Los recortes no afectan a las grandes fortunas, sólo a la gente de a pie, pero muy especialmente, muy gravosamente, a los que menos tienen, a los pensionistas, a los enfermos, a los más pobres. Eso sí, el Departamento de Salud de la Generalidad de Cataluña está preparando el terreno a la sanidad privada, que pocos podrán permitirse. Pero ¿a quién le importa?
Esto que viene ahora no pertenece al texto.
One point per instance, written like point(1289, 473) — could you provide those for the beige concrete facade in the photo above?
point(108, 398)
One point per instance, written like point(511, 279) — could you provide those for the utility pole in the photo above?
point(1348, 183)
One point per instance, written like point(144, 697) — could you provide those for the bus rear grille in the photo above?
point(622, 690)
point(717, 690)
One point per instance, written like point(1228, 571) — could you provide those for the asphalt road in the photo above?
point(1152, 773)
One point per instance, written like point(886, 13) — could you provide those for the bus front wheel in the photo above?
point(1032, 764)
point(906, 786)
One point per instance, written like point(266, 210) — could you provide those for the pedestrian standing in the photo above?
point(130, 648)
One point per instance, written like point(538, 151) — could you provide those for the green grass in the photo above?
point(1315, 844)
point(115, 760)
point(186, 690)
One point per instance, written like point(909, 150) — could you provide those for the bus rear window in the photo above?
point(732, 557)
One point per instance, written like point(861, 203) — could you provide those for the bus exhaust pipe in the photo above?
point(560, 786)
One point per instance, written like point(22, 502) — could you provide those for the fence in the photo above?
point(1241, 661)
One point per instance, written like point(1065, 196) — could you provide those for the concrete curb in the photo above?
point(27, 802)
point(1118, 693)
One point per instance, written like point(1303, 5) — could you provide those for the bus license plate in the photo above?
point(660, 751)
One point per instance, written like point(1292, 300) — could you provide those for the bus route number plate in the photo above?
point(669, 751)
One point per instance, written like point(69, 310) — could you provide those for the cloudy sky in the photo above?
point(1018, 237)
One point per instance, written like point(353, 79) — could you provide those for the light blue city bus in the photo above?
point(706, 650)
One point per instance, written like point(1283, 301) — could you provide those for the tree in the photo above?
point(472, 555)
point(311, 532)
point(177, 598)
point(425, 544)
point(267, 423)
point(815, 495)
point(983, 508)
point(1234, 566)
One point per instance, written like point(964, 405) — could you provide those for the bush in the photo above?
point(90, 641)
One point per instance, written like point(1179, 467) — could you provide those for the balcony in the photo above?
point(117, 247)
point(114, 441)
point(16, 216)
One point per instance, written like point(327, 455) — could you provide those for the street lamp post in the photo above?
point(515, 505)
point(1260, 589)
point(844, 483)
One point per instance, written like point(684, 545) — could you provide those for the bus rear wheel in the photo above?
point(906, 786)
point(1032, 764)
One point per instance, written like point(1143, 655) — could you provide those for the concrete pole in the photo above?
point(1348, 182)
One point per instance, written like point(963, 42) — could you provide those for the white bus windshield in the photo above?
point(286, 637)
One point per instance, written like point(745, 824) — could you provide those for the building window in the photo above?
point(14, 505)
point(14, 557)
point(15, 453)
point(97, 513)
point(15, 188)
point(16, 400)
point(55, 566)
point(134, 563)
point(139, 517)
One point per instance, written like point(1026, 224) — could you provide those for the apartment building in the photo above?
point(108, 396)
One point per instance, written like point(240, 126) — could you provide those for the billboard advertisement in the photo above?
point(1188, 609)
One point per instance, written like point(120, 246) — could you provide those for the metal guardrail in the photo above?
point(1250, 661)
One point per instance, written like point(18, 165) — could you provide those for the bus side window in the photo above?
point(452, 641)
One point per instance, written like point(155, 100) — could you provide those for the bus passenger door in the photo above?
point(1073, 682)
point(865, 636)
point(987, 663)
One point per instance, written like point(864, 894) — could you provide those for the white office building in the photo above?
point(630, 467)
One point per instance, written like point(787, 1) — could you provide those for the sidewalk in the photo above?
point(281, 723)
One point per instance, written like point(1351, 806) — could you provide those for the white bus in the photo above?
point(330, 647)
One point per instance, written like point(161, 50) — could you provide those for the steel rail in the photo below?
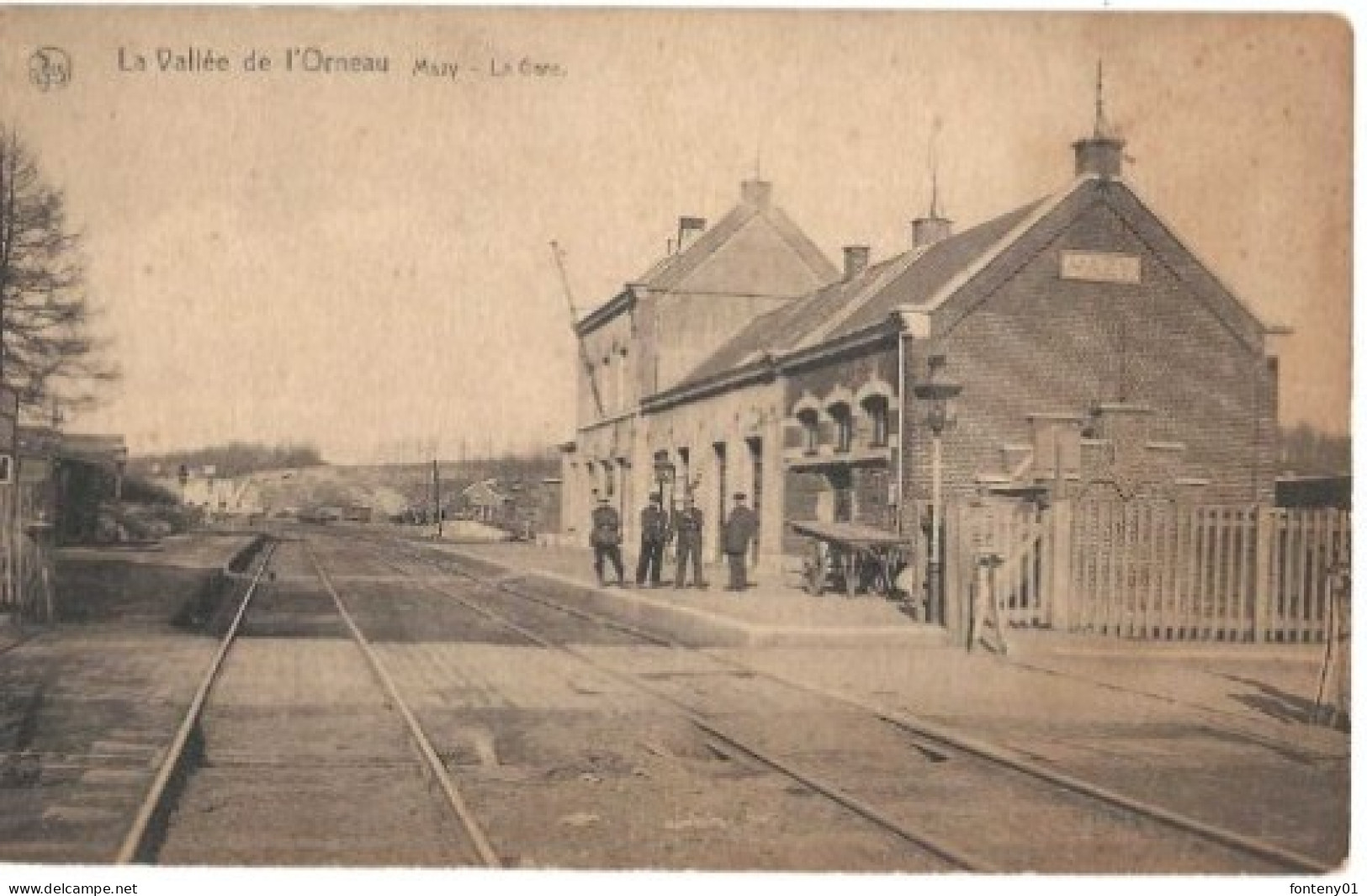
point(991, 753)
point(453, 795)
point(951, 854)
point(135, 841)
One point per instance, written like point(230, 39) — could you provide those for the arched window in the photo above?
point(844, 427)
point(875, 411)
point(811, 430)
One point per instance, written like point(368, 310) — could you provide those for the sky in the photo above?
point(363, 260)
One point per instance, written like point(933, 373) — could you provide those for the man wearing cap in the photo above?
point(606, 539)
point(655, 531)
point(736, 541)
point(688, 528)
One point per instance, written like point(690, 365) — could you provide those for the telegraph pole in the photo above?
point(437, 496)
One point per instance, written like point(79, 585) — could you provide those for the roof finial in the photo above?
point(1100, 129)
point(933, 156)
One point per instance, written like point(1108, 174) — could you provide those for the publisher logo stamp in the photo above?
point(50, 69)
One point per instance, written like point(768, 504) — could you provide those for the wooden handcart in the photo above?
point(849, 557)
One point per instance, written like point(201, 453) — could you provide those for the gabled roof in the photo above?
point(860, 301)
point(674, 268)
point(929, 278)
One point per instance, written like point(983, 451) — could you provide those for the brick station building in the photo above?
point(1097, 356)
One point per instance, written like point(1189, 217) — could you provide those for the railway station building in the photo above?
point(1094, 353)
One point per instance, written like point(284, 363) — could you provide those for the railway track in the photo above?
point(302, 734)
point(1094, 812)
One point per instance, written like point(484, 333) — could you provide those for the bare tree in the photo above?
point(47, 353)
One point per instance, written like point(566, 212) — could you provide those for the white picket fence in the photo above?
point(1159, 570)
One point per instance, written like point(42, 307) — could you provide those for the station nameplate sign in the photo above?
point(1099, 267)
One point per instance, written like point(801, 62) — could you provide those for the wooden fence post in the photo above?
point(1264, 533)
point(1060, 565)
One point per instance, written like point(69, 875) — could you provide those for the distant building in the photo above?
point(662, 326)
point(485, 501)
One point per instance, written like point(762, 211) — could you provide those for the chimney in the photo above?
point(1104, 153)
point(856, 259)
point(689, 230)
point(756, 192)
point(930, 230)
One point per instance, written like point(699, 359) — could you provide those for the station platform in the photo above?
point(767, 613)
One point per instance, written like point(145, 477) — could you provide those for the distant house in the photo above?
point(485, 501)
point(660, 326)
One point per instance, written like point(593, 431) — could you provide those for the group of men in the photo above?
point(684, 526)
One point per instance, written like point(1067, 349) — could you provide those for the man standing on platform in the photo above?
point(655, 530)
point(688, 530)
point(606, 539)
point(736, 541)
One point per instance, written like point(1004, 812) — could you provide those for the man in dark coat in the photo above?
point(655, 531)
point(736, 541)
point(606, 539)
point(688, 530)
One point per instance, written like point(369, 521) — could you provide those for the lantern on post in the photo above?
point(938, 395)
point(665, 476)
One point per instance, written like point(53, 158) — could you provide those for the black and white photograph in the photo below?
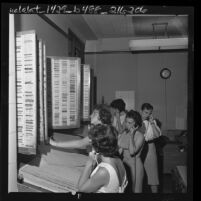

Olvidado el episodio olímpico, las aguas volvieron a su cauce. Hoy, el Ayuntamiento de Barcelona tiene censados a mil habitantes de barracas en la ciudad; unos 460 gitanos portugueses, 400 negros de origen africano y 190 rumanos, que viven, qué casualidad, cerca de donde antes hubo barrios de barracas, tocando al Somorrostro. Hay que sumar unos cientos más que (mal)viven en naves industriales abandonadas, o edificios por derruir. Eso sí, ante la evidencia de los muertos, que son cuatro, y cuatro se dice pronto, sale un responsable municipal y declara delante de la prensa que no hay por qué preocuparse (sic), porque el ayuntamiento tiene un plan para solucionar este problema. ¿Un plan? ¿Qué plan? ¿Un plan rataplán? ¿O quizá un plan de verdad, con cara y ojos? Nadie conoce ese plan, yo creo que no existe, simplemente, y ojalá me equivoque, pero ¿a quién le importa?
La verdad, no le importa a nadie, ni menos a los que mandan, que prefieren seguir mirando hacia otra parte. Es más importante discutir sobre banderas, porque no saben vivir sin ellas, sustento y excusa de sus desmanes; antes vivían abrazando la gallina, y ahora, la cuatribarrada, y son los mismos. Y nosotros, dándoles la razón y fíjate, tú, qué malos que son en Madrid.
¡Cuánta razón tienes, amigo Luis! Mientras haya una bandera catalana en la que envolverse - si es estelada, se alcanza el éxtasis -, ¿a quién le importa lo demás? Respecto a la burguesía, su adoración por el régimen franquista y su "lucha" por la dmeocracia, si no lo has leído ya, te recomiendo el libro Els catalans de Franco, de Ignasi Riera.